# geometry (3)

• Nov 7th 2009, 06:42 AM
thereddevils
geometry (3)
In the diagram , AOB is a diameter of the circle with centre O . ACX , BDY and DEC are tangents to the circle at A , B and E respectively . Show that

(1) angle COD =90

(2) OC . OD = 1/2 AB . CD
• Nov 7th 2009, 07:22 AM
Hello thereddevils
Quote:

Originally Posted by thereddevils
In the diagram , AOB is a diameter of the circle with centre O . ACX , BDY and DEC are tangents to the circle at A , B and E respectively . Show that

(1) angle COD =90

(2) OC . OD = 1/2 AB . CD

Part (1) is like your previous question: Geometry (1). Here's the outline of the proof. I'll leave the details to you. Let $\displaystyle \angle ACO = x, \angle EDO = y$.

Then $\displaystyle \angle ECO = x$ and $\displaystyle \angle BDO = y$ (congruent $\displaystyle \triangle$'s)

Then look at the quadrilateral $\displaystyle ACDB$. Can you see why $\displaystyle 2x+2y = 180^o$? Hence $\displaystyle x+y=90^o$. Then look at $\displaystyle \triangle COD$, and you're there.

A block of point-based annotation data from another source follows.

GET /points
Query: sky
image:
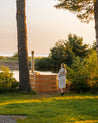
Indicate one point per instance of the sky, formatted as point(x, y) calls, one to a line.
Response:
point(45, 26)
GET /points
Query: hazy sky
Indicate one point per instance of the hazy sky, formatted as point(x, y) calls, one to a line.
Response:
point(45, 26)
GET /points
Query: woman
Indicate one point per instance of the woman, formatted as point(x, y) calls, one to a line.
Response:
point(62, 78)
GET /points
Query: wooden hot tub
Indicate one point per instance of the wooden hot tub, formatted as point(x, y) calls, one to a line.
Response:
point(44, 83)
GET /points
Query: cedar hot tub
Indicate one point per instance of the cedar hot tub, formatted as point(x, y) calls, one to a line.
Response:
point(44, 83)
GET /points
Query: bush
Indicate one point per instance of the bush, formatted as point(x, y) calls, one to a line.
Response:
point(7, 81)
point(84, 74)
point(78, 76)
point(44, 63)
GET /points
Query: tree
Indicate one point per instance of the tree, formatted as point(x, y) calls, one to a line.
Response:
point(66, 51)
point(22, 47)
point(78, 48)
point(96, 25)
point(85, 10)
point(57, 53)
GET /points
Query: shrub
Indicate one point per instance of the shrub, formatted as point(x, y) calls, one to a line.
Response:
point(84, 74)
point(7, 81)
point(78, 76)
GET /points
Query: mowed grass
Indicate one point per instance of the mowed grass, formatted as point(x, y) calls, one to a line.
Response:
point(70, 108)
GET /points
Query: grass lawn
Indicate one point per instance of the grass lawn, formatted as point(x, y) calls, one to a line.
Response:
point(70, 108)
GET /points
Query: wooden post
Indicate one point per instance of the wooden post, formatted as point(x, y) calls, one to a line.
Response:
point(32, 61)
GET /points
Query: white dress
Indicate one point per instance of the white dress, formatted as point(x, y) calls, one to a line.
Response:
point(62, 78)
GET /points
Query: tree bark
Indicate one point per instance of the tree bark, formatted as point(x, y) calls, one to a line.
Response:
point(22, 47)
point(96, 25)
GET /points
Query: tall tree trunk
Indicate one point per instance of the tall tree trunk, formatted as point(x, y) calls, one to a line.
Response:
point(96, 25)
point(22, 47)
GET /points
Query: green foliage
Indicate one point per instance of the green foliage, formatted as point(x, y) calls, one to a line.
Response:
point(7, 81)
point(84, 9)
point(78, 48)
point(66, 51)
point(57, 53)
point(78, 75)
point(84, 74)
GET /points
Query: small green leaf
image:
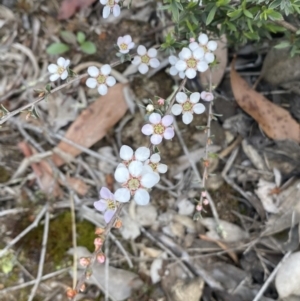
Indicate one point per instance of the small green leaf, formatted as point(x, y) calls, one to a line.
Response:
point(211, 15)
point(68, 37)
point(80, 37)
point(88, 47)
point(57, 48)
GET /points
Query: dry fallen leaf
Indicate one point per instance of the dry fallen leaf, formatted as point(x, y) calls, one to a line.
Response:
point(69, 7)
point(276, 122)
point(218, 71)
point(93, 123)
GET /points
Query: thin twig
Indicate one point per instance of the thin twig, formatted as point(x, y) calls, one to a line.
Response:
point(43, 253)
point(271, 277)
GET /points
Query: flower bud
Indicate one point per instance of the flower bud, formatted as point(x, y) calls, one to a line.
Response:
point(150, 108)
point(84, 261)
point(101, 258)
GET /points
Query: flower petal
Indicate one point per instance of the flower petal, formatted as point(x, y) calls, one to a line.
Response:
point(155, 158)
point(212, 45)
point(147, 129)
point(155, 118)
point(187, 117)
point(162, 168)
point(190, 73)
point(52, 68)
point(199, 108)
point(105, 193)
point(135, 168)
point(167, 120)
point(156, 139)
point(105, 69)
point(110, 81)
point(61, 62)
point(102, 89)
point(154, 63)
point(169, 133)
point(100, 205)
point(141, 50)
point(148, 180)
point(106, 11)
point(209, 57)
point(181, 65)
point(152, 52)
point(108, 215)
point(142, 153)
point(122, 174)
point(195, 97)
point(126, 152)
point(176, 109)
point(143, 68)
point(54, 77)
point(122, 195)
point(181, 97)
point(64, 75)
point(91, 83)
point(116, 10)
point(203, 39)
point(93, 71)
point(202, 66)
point(142, 197)
point(186, 53)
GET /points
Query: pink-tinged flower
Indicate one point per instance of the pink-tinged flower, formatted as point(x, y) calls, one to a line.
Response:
point(125, 43)
point(207, 96)
point(135, 182)
point(111, 6)
point(159, 128)
point(59, 70)
point(191, 60)
point(153, 164)
point(106, 204)
point(145, 58)
point(100, 78)
point(127, 155)
point(208, 47)
point(187, 106)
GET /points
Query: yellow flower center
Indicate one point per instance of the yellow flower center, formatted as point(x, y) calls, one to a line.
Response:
point(191, 63)
point(123, 46)
point(111, 205)
point(133, 184)
point(145, 59)
point(60, 70)
point(159, 129)
point(187, 106)
point(101, 79)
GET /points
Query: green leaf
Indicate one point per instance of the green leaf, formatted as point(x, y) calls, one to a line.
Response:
point(57, 48)
point(68, 37)
point(284, 44)
point(80, 37)
point(211, 15)
point(88, 47)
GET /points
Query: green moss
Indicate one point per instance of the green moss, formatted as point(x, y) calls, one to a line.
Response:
point(59, 239)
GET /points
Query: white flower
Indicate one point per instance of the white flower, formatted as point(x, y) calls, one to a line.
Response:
point(154, 165)
point(125, 43)
point(127, 154)
point(135, 182)
point(208, 47)
point(145, 58)
point(59, 70)
point(100, 78)
point(173, 70)
point(190, 60)
point(187, 106)
point(110, 6)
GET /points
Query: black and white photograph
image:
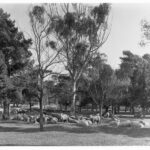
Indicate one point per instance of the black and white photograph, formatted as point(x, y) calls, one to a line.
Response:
point(74, 73)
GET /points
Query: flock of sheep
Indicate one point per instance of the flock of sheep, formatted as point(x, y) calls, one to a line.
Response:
point(54, 118)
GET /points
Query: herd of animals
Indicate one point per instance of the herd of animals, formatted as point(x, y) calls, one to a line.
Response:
point(54, 118)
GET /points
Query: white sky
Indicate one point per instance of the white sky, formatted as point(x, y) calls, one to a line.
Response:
point(125, 32)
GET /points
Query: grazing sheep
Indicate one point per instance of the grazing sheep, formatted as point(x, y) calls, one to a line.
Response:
point(26, 118)
point(71, 120)
point(64, 117)
point(58, 116)
point(95, 119)
point(83, 122)
point(53, 120)
point(17, 117)
point(135, 124)
point(115, 123)
point(145, 123)
point(89, 122)
point(126, 123)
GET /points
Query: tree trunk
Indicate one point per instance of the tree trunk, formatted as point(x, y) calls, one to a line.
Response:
point(30, 107)
point(41, 113)
point(6, 109)
point(65, 107)
point(101, 109)
point(73, 107)
point(41, 104)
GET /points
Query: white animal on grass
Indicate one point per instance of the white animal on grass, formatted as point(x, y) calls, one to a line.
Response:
point(54, 120)
point(145, 123)
point(95, 118)
point(135, 124)
point(64, 117)
point(83, 122)
point(126, 123)
point(115, 123)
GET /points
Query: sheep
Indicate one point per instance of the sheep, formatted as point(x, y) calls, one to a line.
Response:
point(17, 117)
point(115, 123)
point(89, 122)
point(83, 122)
point(53, 120)
point(95, 119)
point(64, 117)
point(135, 124)
point(146, 124)
point(126, 123)
point(71, 120)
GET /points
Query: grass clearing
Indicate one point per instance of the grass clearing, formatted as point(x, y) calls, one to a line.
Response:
point(19, 133)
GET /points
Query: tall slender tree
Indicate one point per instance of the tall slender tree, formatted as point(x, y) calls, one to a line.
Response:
point(15, 50)
point(80, 31)
point(45, 56)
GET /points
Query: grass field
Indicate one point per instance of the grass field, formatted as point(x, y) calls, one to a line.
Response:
point(19, 133)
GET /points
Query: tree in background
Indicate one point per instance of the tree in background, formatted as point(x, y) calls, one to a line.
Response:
point(137, 70)
point(100, 78)
point(45, 52)
point(14, 47)
point(80, 31)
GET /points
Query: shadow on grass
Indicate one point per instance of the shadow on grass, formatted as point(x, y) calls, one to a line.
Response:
point(135, 133)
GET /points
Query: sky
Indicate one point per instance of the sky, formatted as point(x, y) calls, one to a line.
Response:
point(125, 31)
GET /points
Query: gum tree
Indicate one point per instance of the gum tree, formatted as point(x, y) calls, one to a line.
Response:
point(80, 32)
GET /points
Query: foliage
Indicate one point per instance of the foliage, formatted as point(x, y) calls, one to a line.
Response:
point(79, 32)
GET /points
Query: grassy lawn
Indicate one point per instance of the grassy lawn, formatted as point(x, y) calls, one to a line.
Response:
point(19, 133)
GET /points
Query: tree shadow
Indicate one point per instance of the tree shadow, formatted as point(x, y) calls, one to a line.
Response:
point(130, 132)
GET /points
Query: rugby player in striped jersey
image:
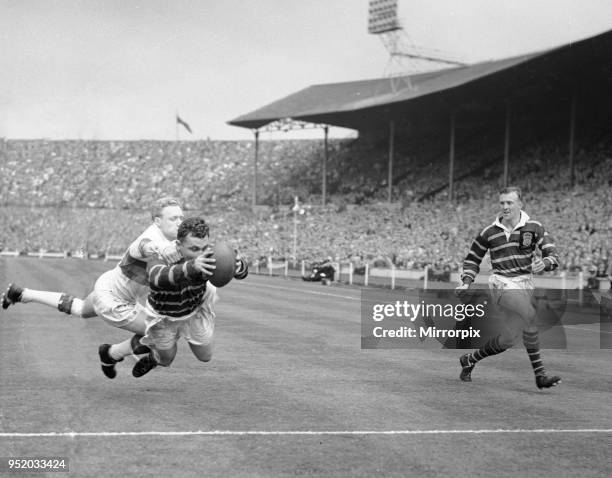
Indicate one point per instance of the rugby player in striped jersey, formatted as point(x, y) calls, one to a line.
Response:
point(512, 241)
point(117, 292)
point(180, 301)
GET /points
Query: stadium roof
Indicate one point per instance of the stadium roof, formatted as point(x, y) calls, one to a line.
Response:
point(353, 104)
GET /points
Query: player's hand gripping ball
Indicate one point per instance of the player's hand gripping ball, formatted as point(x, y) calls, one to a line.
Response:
point(225, 264)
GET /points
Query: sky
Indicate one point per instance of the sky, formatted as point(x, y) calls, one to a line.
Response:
point(122, 69)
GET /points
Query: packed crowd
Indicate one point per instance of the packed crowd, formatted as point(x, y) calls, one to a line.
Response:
point(92, 195)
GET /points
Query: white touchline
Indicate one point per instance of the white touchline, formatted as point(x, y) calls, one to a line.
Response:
point(304, 432)
point(301, 291)
point(587, 329)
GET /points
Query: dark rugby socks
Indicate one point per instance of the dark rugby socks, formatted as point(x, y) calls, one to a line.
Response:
point(492, 347)
point(532, 345)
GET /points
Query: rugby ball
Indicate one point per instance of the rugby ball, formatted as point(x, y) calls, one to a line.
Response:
point(225, 264)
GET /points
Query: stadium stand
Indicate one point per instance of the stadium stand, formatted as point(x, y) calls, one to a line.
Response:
point(91, 196)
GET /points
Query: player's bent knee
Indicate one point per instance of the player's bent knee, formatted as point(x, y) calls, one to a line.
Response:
point(204, 358)
point(202, 352)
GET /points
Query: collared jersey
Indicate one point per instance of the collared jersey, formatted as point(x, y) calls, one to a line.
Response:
point(176, 290)
point(511, 250)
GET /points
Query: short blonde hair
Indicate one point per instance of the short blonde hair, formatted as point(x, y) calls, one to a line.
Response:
point(512, 189)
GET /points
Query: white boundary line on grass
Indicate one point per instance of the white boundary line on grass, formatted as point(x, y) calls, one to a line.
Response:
point(301, 291)
point(303, 432)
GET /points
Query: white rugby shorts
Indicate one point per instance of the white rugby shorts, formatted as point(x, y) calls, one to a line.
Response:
point(115, 298)
point(515, 294)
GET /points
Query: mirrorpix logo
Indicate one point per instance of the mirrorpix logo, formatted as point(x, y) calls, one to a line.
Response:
point(423, 319)
point(428, 314)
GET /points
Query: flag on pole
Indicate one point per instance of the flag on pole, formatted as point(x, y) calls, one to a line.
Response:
point(183, 123)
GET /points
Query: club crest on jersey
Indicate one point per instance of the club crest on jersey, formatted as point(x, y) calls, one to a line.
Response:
point(526, 240)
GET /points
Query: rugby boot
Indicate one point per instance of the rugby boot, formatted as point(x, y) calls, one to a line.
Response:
point(544, 381)
point(144, 365)
point(466, 368)
point(11, 296)
point(107, 363)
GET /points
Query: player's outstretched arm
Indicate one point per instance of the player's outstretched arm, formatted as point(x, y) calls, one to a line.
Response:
point(242, 268)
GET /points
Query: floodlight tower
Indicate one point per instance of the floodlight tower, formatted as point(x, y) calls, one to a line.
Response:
point(404, 57)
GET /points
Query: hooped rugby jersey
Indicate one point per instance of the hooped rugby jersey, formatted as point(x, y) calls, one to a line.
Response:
point(511, 250)
point(178, 289)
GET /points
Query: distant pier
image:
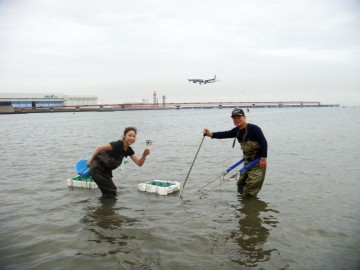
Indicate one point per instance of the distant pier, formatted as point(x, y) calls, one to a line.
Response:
point(164, 106)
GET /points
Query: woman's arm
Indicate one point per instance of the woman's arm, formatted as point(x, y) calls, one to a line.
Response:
point(140, 161)
point(105, 147)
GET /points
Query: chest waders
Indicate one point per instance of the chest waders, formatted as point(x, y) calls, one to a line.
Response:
point(251, 181)
point(101, 171)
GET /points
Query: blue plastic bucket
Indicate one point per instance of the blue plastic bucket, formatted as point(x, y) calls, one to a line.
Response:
point(82, 169)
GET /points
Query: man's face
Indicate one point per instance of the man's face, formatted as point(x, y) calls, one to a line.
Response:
point(239, 121)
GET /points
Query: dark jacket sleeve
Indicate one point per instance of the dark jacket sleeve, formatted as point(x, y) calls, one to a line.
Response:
point(262, 141)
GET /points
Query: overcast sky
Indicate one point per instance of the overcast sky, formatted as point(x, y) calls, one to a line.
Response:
point(124, 50)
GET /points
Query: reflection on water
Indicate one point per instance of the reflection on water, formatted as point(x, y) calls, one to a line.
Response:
point(253, 231)
point(105, 225)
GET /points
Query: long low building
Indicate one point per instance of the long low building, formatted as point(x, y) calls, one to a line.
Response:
point(41, 100)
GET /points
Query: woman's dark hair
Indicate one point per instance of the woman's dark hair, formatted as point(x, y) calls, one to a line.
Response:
point(126, 130)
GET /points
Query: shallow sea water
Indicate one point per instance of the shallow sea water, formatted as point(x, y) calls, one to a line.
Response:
point(307, 215)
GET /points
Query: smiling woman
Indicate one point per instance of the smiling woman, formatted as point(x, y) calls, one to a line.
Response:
point(108, 157)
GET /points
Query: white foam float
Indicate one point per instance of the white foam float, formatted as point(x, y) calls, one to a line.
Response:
point(161, 187)
point(81, 182)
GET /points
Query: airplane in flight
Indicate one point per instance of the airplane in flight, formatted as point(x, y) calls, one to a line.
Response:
point(200, 81)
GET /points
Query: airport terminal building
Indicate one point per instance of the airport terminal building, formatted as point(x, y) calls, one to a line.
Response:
point(43, 100)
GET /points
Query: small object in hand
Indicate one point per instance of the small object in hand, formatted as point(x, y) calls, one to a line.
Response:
point(148, 143)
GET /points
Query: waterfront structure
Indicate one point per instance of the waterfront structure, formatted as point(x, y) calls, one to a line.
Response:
point(43, 100)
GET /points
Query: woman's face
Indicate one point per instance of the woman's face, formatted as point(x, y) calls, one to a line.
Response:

Part (2) Let $\displaystyle AC = CE = p,\,ED=BD = q,\, AO=EO=BO =r$.

Then look at the areas:

$\displaystyle OC\cdot OD = 2\triangle OCD$
$\displaystyle = 2(\triangle OCE + \triangle ODE)$

$\displaystyle =2(\tfrac12pr + \tfrac12qr)$

$\displaystyle =(p+q)r$

$\displaystyle = \tfrac12CD\cdot AB$